The Stock Market is Trapped in a Darvas Box!

Wednesday, June 24th, 2009

I found this picture that suits the current situation to a T, as we have been in a tight range for the past twenty plus days:

     box

The Ballgame has changed substantially; I can’t recall a recent previous occasion when the market went sideways for ten days in a row and couldn’t put together more than two days up or down, and then spend another ten days in a similar box between 890 and 920ish as shown below.  As my notes indicate, this market is down to Intra-day Trading with the bias in favor of the Bears as the Market awaits news from the Fed Report:

s&p

In sympathy with the S&P 500, the VIX has trapsed up and down in a similar Darvas
Box, where I show in the following chart that Bulls win below 26, bears above 35 and
we can only Hope for Relief between 28 to 32:

Many moons ago I came across Bill Luby’s blog “VIX and More” which I highly recommend to you as being THE expert on the subject of Volatility, and how to evaluate the VIX, etc.  One recent report that he has again covered is that the VIX is indeed Cyclical and shows you his research over 19 years for each month.  The bottom line is that the statistics show that the VIX invariably bottoms in the month of June and peaks in September.  He also suggested back in April this year that he did not expect the VIX to drop below the 25-27 area in the current bear rally.   Since we have reached that level, it does not bode well for the Bulls until we get past the summer doldrums or have a major surprise that drives the market to the upside in a hurry.  So please bear this cyclicality in mind going forward.

vix

On days like today when the Fed Report is due, most short term traders are cautious
and today was no exception.   The DJIA was up over 100 points at one point in the day having been up until the Fed Report came out.  It finished down 23 points at the close.

fed

Let me make sure I do not mislead you as to the reaction to today’s Fed Report as at
around the same point in time an explosive accusation came from a California
Congressman  making a charge of a Fed Cover Up on the Merrill Lynch acquisition by
Bank of America.  For the record I show four snippets of comments on the bottom of
the above chart, and leave you to make up your own mind.  You be the judge what took the market down to finish in a trading range yet again.
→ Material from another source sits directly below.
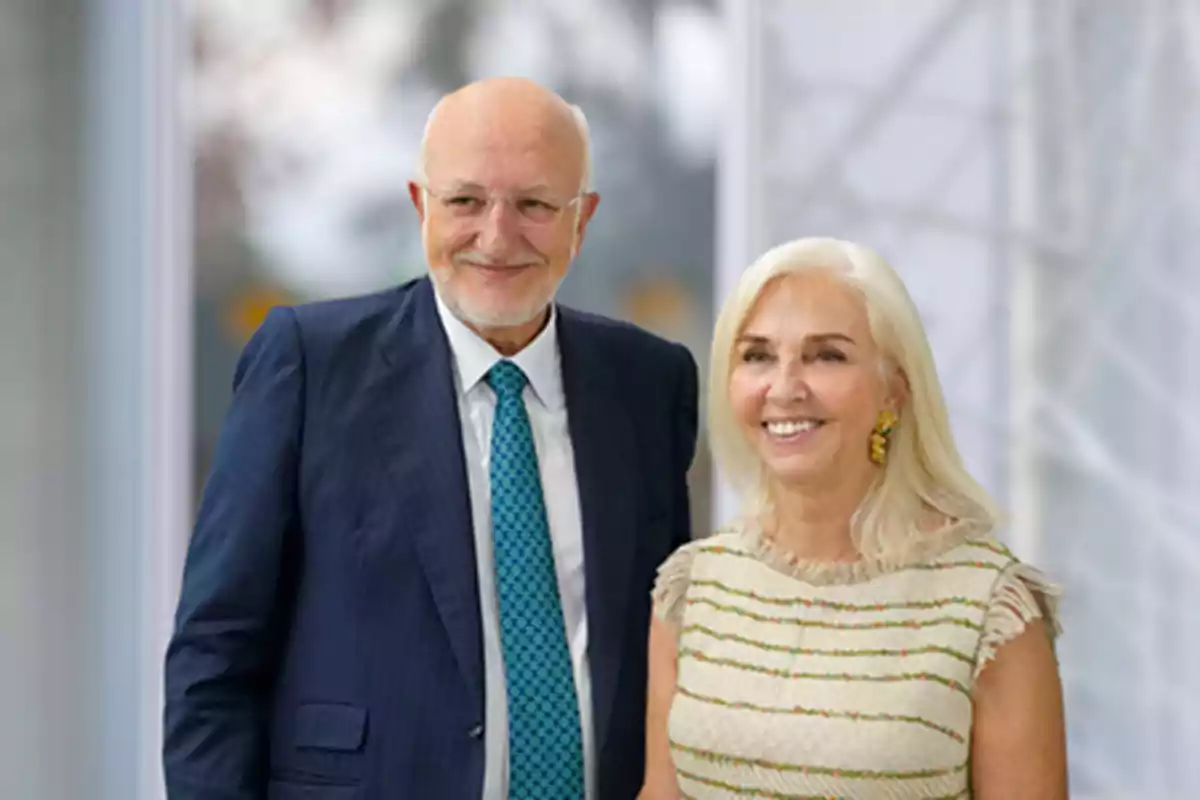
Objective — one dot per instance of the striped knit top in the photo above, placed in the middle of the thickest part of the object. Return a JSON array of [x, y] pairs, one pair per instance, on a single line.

Anyway, the bottom line was yet another ho-hum day and hopefully with the Fed
Chairman due to speak to Congress tomorrow, you can rest assured we have not heard the end of this accusation and rebuttal in which the Chairman denied.

The problem we still have is that this Market is so event driven based on news from the administration, the Treasury Secretary, the Fed and the Congress that we are treading on egg shells with every new day.

Best regards, Ian.

Stock Market Signposts with Stakes & Measuring Rods

Tuesday, June 16th, 2009

At this stage of a pullback in the Stock Market it is time to bring out the Stakes in the Ground and Measuring Rods to identify the Game Plan.  That way one is not surprised should it turn into a full blown correction, given the first signs of real weakness we have seen the last few days.

      pic

You have seen the Saw Tooth Game Plan many times, so it needs no introduction.  We have a 16% cushion, and 8% down will take us down to 880.  We are over half way there at 912, so it is time to sit up and plan ahead as to what action you will take if we fall further:

plan

The S&P 500 hit 956 at the high and decided that was enough for now and finished today at 912 so we are 4.6% down from the high.  Heading down to 880 would kill several birds with one stone:

a frame

1.  Drop <8% down where 77% of Minor Corrections are halted
2.  Start the next leg of this rally after a pause to refresh at that level
3.  Breakdown into an Intermediate Correction of 12% to 16%
4.  Test the areas of support at 840 which you will recall was the Low Road
5.  Head down further to test the psychological Line in the Sand at 800

Types 1 & 2 will quickly turn from being long to turning to the short side;Type 3’s will be patient and wait for sunnier climes; Type 4’s will review the extent of the damage and if the Golden Cross of the 50-dma up through the 200-dma materializes for the S&P 500, Dow and NYSE, they will scratch their heads as to whether it is then time for them to enter.  The Nasdaq and NDX (Nasdaq 100) should already be above whether it is measured with Simple or Exponential Moving Averages…whichever tickles your fancy.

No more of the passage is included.